The government offered metal prefabs as temporary accommodation, and Mtshengu, Audrey and their five children settled down to a life in what would become the village of Waayhoek. It didn’t take long for the Stendahl people to find they were living in an area of endemic violence, and Mtshengu would lose count of the local wars that sent him into hiding for months at a time.

In between conflicts, he struggled to make a living while repairing tables and fixing doors. He had been forced to withdraw his children from school when Tessa Katzenellembogen started a craft group at Waayhoek in 1988, and Mtshengu began learning to weave copper wire. In time his wife and son, Thamsanqa, would join the growing number of craft groups in the village, although work tended to be sporadic, and there were long periods with no orders at all.

Mtshengu was building mud houses for a contract fee of R 300 each when a stray order from Paris got him busy on a large, coiled copper bowl known as sungulo. In November 2000 his sungulo won the copper section of an exhibition of Contemporary Zulu Basketry in Johannesburg, and Mtshengu used his prize money to send Thamsanqa back to school.

He continued to make sungulo bowls on order until succumbing after a long struggle with throat cancer.

The sungulo’s bowls, mastered by Mtshengu, are made with sterling silver and Shaduku, an alloy of gold and copper (typically 4-10% gold, 90-96% copper), woven in a continuous length of thick wire, coiled and labouriously stitched with a thinner wire. Mthsengu was the only artist in the community to excel in the sungulu stitch and, although he passed the skill on to his daughter, no one has perfected it in the same way yet.
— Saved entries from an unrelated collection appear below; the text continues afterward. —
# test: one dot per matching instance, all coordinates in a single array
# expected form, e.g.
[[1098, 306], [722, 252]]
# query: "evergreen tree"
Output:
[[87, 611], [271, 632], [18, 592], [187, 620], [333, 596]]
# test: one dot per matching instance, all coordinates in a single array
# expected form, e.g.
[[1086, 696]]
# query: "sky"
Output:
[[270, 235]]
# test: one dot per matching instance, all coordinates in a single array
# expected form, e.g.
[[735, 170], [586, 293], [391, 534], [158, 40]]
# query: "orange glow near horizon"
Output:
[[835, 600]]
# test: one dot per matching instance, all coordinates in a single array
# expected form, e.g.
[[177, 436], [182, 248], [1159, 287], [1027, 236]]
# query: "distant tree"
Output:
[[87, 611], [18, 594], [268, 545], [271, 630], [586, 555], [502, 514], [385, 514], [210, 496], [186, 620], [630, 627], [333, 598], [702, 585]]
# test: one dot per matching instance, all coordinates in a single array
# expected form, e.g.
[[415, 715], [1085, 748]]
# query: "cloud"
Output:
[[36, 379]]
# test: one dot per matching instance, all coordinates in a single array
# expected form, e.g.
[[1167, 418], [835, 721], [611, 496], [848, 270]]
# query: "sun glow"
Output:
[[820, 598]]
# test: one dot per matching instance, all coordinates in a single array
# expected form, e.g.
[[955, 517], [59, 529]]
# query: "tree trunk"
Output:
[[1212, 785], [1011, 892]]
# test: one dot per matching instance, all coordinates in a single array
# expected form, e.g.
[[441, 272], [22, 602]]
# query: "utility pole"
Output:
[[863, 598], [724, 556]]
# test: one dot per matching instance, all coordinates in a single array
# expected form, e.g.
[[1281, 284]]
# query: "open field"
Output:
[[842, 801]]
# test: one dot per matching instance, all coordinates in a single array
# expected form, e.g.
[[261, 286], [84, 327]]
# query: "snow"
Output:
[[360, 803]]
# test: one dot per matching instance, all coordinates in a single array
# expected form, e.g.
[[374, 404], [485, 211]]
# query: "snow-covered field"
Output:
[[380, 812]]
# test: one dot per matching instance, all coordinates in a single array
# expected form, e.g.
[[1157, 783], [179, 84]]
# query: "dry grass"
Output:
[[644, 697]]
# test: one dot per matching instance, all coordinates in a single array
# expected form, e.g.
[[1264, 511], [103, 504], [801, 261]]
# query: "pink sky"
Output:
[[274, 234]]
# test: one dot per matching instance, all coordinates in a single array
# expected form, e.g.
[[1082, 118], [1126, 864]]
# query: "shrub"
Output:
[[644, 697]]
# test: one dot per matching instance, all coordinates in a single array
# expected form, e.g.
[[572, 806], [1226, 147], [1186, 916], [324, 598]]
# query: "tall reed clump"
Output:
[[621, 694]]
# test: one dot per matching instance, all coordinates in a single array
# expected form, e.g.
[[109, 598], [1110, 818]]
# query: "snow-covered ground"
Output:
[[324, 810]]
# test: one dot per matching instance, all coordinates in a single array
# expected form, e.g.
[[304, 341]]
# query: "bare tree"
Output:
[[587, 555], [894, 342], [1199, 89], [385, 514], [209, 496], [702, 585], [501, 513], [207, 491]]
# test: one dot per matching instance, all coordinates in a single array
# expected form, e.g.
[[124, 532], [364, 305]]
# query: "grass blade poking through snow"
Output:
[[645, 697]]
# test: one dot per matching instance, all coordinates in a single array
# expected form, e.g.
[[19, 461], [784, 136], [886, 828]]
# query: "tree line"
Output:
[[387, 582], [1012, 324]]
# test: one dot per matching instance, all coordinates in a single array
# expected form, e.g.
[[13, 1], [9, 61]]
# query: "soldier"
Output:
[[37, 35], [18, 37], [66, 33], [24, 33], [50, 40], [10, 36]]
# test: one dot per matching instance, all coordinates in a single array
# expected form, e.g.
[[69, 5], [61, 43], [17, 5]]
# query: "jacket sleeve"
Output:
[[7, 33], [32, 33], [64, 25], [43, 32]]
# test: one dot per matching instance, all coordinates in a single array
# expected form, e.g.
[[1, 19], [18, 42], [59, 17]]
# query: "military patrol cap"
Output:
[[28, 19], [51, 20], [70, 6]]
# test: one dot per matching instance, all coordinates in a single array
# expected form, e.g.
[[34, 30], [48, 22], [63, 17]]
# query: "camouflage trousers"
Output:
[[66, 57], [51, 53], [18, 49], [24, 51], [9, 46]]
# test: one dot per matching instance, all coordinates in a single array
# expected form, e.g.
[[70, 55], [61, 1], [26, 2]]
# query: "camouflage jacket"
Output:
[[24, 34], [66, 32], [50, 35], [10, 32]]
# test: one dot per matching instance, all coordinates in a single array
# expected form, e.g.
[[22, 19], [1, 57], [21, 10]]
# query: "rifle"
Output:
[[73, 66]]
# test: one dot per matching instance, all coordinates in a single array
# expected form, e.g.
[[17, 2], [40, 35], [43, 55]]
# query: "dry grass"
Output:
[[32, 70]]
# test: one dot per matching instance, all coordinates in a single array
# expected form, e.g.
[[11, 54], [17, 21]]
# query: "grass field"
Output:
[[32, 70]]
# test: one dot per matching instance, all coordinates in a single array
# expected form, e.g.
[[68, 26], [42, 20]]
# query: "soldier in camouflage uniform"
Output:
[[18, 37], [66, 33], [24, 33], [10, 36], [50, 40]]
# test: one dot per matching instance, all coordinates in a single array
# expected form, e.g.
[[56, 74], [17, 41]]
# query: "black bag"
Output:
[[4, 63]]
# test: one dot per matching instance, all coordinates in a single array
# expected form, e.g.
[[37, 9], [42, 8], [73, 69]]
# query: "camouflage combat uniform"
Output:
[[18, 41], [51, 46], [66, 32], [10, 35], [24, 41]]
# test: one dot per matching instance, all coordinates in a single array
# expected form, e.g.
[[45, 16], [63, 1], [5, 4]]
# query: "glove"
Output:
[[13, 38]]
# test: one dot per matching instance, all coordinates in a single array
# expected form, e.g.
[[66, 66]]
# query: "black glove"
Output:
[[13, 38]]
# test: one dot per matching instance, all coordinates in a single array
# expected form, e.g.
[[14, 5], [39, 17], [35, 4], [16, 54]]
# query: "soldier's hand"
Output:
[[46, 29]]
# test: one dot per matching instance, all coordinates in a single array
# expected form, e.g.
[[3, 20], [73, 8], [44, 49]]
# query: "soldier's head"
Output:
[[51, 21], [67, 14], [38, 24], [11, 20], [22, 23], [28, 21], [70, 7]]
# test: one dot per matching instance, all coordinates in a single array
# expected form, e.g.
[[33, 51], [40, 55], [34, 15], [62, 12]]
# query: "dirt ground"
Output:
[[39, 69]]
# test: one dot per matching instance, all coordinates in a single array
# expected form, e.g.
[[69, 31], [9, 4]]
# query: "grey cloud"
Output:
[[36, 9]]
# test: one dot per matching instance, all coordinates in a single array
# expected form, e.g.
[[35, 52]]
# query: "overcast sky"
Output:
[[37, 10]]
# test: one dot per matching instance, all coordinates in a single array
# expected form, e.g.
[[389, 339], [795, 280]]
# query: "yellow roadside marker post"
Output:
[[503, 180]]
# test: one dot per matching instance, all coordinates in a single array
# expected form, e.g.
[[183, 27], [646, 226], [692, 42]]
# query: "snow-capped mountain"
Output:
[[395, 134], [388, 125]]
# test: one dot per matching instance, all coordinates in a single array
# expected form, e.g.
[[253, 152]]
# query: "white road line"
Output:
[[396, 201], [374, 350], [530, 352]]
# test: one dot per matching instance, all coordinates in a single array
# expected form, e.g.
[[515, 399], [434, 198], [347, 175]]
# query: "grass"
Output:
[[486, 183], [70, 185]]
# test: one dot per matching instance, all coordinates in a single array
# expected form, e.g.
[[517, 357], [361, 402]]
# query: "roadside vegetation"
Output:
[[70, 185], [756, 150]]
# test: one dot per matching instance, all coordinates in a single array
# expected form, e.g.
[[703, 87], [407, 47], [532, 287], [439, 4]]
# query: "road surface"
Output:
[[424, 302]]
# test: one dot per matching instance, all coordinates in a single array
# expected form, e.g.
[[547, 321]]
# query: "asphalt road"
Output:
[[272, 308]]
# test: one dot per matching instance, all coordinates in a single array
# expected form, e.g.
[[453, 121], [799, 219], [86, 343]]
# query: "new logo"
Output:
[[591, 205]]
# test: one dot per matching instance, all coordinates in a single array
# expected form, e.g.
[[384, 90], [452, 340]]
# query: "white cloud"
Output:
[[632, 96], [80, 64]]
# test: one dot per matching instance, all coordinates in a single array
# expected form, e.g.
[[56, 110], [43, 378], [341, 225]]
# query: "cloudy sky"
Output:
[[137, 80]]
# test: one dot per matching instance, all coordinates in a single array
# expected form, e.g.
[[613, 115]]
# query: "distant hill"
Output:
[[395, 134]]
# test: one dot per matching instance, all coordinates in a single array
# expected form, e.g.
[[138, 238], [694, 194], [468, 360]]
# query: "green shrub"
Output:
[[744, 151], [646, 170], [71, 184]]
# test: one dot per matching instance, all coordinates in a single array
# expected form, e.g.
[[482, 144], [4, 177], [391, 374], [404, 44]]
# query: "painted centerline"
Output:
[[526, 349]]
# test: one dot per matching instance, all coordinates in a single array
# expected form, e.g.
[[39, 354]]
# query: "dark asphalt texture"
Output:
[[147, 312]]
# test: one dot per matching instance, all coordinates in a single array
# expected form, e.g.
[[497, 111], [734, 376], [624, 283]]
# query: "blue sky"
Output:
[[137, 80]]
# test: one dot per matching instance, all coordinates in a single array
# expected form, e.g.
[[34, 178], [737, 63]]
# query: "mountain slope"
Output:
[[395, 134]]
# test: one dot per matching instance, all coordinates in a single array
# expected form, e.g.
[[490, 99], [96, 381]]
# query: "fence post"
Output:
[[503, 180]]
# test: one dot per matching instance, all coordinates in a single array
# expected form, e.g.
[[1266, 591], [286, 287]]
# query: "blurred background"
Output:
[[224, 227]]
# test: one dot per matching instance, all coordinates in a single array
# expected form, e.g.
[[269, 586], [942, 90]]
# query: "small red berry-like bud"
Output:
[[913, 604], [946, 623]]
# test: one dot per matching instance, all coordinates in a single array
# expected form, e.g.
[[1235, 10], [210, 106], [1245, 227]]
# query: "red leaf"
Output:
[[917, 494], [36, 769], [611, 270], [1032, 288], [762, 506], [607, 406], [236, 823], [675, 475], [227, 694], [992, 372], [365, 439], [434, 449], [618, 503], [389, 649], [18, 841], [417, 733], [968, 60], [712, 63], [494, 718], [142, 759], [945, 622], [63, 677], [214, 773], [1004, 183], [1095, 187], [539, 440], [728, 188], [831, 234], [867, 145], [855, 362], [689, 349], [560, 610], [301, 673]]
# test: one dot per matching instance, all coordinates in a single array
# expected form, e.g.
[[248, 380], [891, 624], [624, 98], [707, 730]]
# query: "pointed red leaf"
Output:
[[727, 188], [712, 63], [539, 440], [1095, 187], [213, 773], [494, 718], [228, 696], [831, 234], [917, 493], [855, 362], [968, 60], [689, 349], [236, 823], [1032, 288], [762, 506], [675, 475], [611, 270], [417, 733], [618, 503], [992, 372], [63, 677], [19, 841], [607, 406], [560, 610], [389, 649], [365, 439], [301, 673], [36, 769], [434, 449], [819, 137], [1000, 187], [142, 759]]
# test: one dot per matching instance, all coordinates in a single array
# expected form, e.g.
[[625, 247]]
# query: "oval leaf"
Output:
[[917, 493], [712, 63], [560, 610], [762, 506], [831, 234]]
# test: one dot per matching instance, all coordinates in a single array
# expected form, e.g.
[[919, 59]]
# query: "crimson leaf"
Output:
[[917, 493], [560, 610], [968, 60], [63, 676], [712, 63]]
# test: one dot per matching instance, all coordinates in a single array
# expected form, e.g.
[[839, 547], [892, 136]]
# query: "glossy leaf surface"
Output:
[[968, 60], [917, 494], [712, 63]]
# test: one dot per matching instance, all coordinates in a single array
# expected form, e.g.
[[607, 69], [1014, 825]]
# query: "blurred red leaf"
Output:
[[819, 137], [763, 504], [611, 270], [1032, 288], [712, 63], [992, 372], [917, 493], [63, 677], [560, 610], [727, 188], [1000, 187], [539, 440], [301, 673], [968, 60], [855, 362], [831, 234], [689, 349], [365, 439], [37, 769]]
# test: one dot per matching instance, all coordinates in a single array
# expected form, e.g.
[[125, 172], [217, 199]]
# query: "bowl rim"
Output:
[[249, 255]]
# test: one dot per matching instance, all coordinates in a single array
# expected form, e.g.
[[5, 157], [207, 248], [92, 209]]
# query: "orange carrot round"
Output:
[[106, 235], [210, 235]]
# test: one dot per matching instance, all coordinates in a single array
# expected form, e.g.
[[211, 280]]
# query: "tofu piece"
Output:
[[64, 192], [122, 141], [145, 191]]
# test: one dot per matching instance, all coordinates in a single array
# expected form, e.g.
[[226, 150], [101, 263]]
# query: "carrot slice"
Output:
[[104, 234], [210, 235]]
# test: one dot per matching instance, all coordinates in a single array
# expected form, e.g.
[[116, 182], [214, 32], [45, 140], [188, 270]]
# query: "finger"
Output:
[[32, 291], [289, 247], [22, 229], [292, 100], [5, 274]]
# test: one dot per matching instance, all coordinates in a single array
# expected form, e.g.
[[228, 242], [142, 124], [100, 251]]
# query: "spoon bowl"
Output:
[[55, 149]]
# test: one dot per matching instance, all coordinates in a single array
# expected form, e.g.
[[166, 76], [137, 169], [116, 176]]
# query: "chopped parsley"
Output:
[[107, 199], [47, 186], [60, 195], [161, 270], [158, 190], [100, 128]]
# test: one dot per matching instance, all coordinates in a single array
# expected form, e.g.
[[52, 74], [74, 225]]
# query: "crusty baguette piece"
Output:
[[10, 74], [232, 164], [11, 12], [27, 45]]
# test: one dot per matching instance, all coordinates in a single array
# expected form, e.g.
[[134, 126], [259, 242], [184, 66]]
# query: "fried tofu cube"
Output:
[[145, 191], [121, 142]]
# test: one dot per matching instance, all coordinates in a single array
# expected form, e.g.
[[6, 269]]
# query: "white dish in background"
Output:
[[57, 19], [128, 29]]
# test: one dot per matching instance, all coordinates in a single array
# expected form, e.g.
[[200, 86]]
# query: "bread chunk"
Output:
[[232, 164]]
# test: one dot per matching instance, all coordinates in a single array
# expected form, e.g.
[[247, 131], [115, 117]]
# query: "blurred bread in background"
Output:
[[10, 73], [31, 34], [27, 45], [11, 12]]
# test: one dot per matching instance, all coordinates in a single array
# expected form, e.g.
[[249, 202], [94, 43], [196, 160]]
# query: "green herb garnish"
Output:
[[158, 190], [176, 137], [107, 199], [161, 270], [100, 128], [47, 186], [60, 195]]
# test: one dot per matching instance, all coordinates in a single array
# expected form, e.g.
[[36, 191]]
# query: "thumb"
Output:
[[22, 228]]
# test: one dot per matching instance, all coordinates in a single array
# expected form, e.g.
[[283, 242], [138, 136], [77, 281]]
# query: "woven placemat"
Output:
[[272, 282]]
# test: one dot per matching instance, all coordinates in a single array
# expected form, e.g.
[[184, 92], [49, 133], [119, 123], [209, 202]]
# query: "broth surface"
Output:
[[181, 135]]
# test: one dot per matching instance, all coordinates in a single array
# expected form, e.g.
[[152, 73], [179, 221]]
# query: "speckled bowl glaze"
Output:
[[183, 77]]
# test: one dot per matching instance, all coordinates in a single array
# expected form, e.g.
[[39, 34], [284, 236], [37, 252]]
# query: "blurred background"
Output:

Text adapted from correspondence between Creina Alcock and Julia Meintjes, 2011.

Bandile Mtshali

Bandile Mtsahli carried herself with a deliberate grace that made her stand out of the crowd and never complained of the burdens she carried. Life was hard but you got on with it, doing what was needed.

She was born in 1959, in Mashunka, in the Msinga District of KwaZulu Natal, at a time where there were no schools, and girls learnt to cook, sweep, fetch water and weave grass mats. She met her husband, Sthenjwa Dladla when she was sixteen years old, and after a traditional courtship that lasted two years, they got engaged. The lobola was set and after an initial payment of eight cattle, Badile Mtshali moved to the Dladla home to start her life as a partially married woman, as there could be no formal marriage ceremony until lobola was paid in full.

Bandile Mtshali looked after her seven children (including twins), the home and her ailing mother-in-law. To supplement the family income, she sold woven grass mats and later joined the Mdukatshani group as a beader. From the start, it was clear that she was a natural crafter, initially producing exquisite beaded jewellery, and later learning to weave copper wire. After her mother-in-law died and her children were grown, Bandile Mtshali had more time to herself, and in 2001 she became a wirework instructor at Mdukatshani, always taking pride in tackling designs that were difficult and different. She preferred wirework but remained adaptable, able to switch to beaded jewellery when there were orders.

Her wedding day finally came in 2017, a joyful traditional ceremony under Mshunka Mountain. Nine days later, she woke up to find that her bridegroom had died in his sleep. Soon after the funeral, Bandile Mtshali fell into a deep depression despite her family’s support and it would be a long time she could return to crafts. In the last years of her full life, Bandile Mtshali lived in a Zulu home surrounded by children and grandchildren, all of them educated, and excelling at what they do, which gave her comfort. And she couldn’t hide her pride in her son, Phelelani who after a career in the Flying Squad, was voted in as a municipal councillor at Msinga. Bandile Mtshali died of illness in 2021.

Text adapted from correspondence between Mdukatshani Trust and JMFA, 2021.